Was ist los in der Union? Die Christdemokraten geben Anlass zu der Frage, warum sie jede Gelegenheit nutzen, um diejenigen in der SPD zu bestärken, die sich bestenfalls eine Minderheitenregierung vorstellen können. Wenn das die Stänkereien der Union begründet, dann allerdings ist sie dabei, selbst den Preis für eine Tolerierung durch die SPD hoch zu treiben. Jedenfalls nutzt die CDU jede Gelegenheit, der SPD eine Gesicht wahrende Rückkehr in eine große Koalition möglichst zu verbauen. Mit oder ohne Eintritt der Sozialdemokraten in eine neue Bundesregierung wird die Union einige Kröten zu schlucken bekommen, die vor allem der CSU Bauchschmerzen verursachen werden.

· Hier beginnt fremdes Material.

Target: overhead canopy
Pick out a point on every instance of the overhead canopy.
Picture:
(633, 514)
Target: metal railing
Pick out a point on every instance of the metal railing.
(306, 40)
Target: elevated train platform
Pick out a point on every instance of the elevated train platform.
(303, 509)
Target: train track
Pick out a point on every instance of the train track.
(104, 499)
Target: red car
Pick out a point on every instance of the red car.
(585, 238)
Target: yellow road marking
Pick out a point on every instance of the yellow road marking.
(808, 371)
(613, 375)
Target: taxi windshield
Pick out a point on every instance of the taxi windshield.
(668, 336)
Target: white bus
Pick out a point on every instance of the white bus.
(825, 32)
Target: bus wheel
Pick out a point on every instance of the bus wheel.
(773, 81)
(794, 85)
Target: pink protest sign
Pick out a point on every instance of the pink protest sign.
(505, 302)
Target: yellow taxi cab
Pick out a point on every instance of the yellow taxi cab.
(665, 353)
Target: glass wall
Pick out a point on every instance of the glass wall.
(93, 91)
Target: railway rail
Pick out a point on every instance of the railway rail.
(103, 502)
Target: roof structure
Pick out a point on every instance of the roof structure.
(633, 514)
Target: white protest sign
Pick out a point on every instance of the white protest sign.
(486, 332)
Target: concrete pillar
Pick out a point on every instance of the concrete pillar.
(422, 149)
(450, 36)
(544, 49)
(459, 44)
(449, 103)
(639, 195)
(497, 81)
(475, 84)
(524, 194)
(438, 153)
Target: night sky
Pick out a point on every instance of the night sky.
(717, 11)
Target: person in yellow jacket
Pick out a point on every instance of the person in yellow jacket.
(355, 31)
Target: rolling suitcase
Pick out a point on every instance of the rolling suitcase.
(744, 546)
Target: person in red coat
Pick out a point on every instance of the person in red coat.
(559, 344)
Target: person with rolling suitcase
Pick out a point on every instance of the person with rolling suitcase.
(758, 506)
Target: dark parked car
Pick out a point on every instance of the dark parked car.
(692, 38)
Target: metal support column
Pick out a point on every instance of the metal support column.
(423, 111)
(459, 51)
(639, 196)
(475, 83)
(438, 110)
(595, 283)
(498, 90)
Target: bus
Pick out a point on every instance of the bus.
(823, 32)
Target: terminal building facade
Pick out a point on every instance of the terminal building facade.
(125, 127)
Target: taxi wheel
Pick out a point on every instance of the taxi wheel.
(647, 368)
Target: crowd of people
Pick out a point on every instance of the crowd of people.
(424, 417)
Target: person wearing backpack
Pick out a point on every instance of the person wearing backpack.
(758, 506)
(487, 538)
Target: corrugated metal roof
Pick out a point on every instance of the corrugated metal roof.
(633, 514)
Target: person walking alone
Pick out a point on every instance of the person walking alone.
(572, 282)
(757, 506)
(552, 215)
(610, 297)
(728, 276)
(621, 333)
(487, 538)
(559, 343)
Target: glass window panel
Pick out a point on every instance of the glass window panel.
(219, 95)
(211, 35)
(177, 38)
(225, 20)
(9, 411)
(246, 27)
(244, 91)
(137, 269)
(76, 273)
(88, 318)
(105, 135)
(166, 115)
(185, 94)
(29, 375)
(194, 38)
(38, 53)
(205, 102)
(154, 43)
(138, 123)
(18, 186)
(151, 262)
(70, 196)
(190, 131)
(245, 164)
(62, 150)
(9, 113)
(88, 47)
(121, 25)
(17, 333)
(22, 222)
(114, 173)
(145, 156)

Dabei geht es nicht allein um die Nutzung von Pflanzenschutzmitteln wie Glyphosat. Die nachvollziehbare empörte Reaktion der SPD als Schmierentheater abzutun, zeigt ja nur, dass hier wohl auch auf die Noch-Kanzlerin Merkel gezielt wird. Deren Abgang auf Raten scheint damit eingeläutet zu sein. Wie soll sie einer Koalition vorstehen, in der die Schwesterpartei den Schwenk nach Rechts nur deswegen nicht vornehmen darf, weil das jede Zusammenarbeit mit der SPD torpedieren würde? Genau das aber, glauben die Christsozialen, wäre für sie die Rückkehr zur Mehrheit in Bayern, die sie gerade bei der Bundestagswahl mit dem schlechtesten Wahlergebnis in ihrer Geschichte verloren haben.
Was sollen Warnungen an die SPD?
Die Bayerische Schwester brachte etwas über sechs Prozent zum Gesamtergebnis der Union auf die Waage, tut aber so, als ob sie vor Kraft nicht laufen kann. Was sollen daher Warnungen an die SPD, sich mit Forderungen zurückzuhalten. Was soll der Hinweis auf das eigene Wahlprogramm, das Geltung habe. Sind Kompromisse ausgeschlossen, zumal die CSU ja schon im Vorfeld der Jamaikaverhandlungen die CDU zu Tisch bat, um mit einem Formelkompromiss zur Flüchtlingsfrage und einer kaum verdeckten Obergrenze widerwillig in die Verhandlungen einzutreten. Kein Wunder, das mehr als 100 ungelöste Fragen übrig waren, als der selbstverliebte Herr Lindner und FDP-Vorsitzende den Stecker zog und sich über Jamaika Dunkelheit ausbreitete.
Da waren allerdings schon fast zwei Monate ins Land gegangen und jetzt darf sich die SPD jeden Tag Aufforderungen anhören, nun mal schleunigst wieder in die ungeliebte GroKo zurückzukehren, die für beide Partner gerade vom Wähler gehörig abgestraft worden war. Zwei Stunden nun beim Bundespräsidenten und die Aufforderung, die einzig verbliebene Alternative für eine Regierungsmehrheit nicht von vornherein auszuschließen. Kaum beendet, war der Schwur, von diesem Gespräch nichts nach draußen dringen zu lassen, schon gebrochen, bevor der SPD-Vorsitzende eigentlich nur zu seiner Bekräftigung vor die Presse treten wollte.
Merkel hat eigenen Laden nicht unter Kontrolle
Wer das tut, muss wissen, dass er damit jedes Vertrauen in die Redlichkeit seiner Argumente zerstört. Gleichzeitig wird deutlich, dass Angela Merkel den eigenen Laden nicht mehr unter Kontrolle hat. Ob ihre Tage gezählt sind und wer sie beerben könnte, ist weiterhin unklar. Allerdings hat sie bislang auch noch nicht einen einzigen Hinweis gegeben, mit welcher Mission sie in die jedenfalls letzte Periode ihrer Kanzlerschaft gehen möchte. Gleichgültig, wie viel Zeit die eigene Partei und die CSU ihr dafür von der vierjährigen Legislaturperiode zu lassen gewillt ist.
Das die SPD vor diesem Hintergrund Zeit braucht, ist mehr als einsichtig. Es sollte zudem nicht vergessen werden, dass im Bundestag die von ihren Regionalinteressen besessene CSU dabei ist, den rechten Rand noch zu stärken. Damit ist klar, wer das staatspolitische Interesse hintanstellt, und sich davon Vorteile und Rückkehr zu alter Stärke verspricht. Vieles spricht dafür, dass dies eher die AfD, jedenfalls kaum die CSU sein wird.